RANDY SHARER | RSHARER@pantagraph.com
The McLean County Museum of History has resided since 1992 in that grand mountain of limestone and marble that is the pillar-festooned McLean County Courthouse, built in 1903.
The museum’s history traces to 1892 when meetings were held to hear presentations on local history. Without solicitation, community members began donating related objects.
By 1904, the collection was big enough to require a curator and the first museum opened on the third floor of the courthouse. It moved to the McBarnes Building in 1922.

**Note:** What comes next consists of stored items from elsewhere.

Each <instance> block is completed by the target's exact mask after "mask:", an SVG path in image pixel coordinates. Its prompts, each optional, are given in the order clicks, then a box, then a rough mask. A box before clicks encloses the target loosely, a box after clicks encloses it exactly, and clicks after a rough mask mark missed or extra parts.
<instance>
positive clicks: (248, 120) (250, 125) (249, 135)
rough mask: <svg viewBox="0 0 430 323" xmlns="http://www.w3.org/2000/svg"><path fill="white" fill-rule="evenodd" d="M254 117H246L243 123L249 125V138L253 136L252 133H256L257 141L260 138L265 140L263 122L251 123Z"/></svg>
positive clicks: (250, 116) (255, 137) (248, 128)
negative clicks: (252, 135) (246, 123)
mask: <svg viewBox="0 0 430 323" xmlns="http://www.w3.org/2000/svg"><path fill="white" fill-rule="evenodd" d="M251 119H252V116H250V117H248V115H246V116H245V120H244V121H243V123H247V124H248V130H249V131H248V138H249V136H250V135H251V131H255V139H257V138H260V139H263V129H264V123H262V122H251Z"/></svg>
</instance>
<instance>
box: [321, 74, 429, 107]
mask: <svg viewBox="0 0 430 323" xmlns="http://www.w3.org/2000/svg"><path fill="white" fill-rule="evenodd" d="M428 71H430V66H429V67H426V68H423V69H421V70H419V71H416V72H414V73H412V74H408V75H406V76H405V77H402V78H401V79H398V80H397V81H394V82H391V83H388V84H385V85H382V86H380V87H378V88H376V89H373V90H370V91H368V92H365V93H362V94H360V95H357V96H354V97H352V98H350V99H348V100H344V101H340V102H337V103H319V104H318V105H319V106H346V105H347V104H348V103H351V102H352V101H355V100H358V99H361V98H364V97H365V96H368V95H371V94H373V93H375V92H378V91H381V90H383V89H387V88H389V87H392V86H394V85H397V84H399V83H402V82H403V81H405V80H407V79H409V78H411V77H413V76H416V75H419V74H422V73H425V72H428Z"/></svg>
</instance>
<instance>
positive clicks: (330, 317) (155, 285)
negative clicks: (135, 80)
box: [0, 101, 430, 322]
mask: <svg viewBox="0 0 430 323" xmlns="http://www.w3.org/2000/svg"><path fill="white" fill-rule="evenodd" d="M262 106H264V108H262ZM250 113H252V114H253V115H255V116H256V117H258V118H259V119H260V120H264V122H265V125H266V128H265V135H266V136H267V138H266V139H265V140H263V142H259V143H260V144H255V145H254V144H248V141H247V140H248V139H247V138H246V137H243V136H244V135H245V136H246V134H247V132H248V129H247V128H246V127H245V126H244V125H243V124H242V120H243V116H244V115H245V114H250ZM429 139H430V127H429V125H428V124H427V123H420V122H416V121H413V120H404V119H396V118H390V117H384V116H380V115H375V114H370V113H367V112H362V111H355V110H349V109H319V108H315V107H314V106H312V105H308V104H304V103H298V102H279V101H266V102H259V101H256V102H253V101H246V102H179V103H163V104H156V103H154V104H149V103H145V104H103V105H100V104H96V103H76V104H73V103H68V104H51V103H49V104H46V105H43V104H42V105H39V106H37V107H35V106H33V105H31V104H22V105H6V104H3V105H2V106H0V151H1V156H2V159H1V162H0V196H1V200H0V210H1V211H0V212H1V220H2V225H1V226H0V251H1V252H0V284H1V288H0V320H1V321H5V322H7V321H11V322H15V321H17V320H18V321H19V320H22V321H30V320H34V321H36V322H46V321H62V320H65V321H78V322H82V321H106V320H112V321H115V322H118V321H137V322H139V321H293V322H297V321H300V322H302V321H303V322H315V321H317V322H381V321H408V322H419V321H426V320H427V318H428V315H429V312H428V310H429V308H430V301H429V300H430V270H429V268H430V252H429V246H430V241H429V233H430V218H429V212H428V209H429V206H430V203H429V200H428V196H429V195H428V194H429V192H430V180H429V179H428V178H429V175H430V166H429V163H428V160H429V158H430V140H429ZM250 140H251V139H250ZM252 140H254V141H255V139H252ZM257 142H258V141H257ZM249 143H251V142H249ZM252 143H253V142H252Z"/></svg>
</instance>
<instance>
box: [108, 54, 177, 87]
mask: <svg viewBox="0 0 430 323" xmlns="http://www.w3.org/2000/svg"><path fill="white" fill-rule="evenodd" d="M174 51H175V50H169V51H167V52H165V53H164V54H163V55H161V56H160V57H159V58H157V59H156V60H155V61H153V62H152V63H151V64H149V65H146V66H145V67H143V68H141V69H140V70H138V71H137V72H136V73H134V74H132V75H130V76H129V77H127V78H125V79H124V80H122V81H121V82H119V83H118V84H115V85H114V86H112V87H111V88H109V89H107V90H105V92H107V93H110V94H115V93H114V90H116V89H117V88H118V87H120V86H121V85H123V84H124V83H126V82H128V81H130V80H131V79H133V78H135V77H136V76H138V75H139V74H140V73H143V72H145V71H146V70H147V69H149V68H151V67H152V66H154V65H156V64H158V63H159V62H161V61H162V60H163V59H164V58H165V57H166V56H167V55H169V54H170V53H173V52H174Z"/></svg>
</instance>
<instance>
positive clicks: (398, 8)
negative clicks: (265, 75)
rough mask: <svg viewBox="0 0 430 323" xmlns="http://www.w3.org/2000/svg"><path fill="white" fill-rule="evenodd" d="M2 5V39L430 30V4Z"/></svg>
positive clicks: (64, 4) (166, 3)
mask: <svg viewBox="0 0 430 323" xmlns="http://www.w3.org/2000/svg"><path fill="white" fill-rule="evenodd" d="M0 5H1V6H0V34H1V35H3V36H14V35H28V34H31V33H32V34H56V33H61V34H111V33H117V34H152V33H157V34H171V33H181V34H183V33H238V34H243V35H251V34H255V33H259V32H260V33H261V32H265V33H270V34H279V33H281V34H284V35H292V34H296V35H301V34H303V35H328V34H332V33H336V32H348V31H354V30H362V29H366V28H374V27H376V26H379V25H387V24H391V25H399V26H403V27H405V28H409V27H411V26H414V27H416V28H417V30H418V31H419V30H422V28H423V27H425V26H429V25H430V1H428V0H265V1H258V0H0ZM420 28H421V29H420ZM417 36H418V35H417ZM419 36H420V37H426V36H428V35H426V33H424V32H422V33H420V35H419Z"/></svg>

The collection had outgrown its confines by 1972 when a fire left the museum homeless for five years.
Today, the 40,000-square foot museum, which preserves nearly 20,000 objects, is nationally accredited, a designation enjoyed by only 3 percent of the nation’s 33,000 museums.
The public has access to more than 15,000 books along with historical papers and images, some of which came from The Pantagraph archives.
This not-for-profit museum is open from 10 a.m. to 5 p.m. Monday through Saturday (until 9 p.m. Tuesdays). Admission is $5 for adults, $4 for seniors and free for members, students and those under 12.
A frequent award winner, the museum boasts five permanent and two rotating galleries. Among the newest exhibits is one examining Abraham Lincoln's work as an attorney in McLean County and on the Illinois Eighth Judicial Circuit.
The museum, which has 17 paid employees, welcomed more than 27,000 visitors in 2016 on-site and approximately 9,200 off-site.
The 1,200-square foot "Cruisin' With Lincoln on 66" Visitors Center opened on the ground floor in 2015. Outside, a statue of Lincoln makes for a popular photo prop.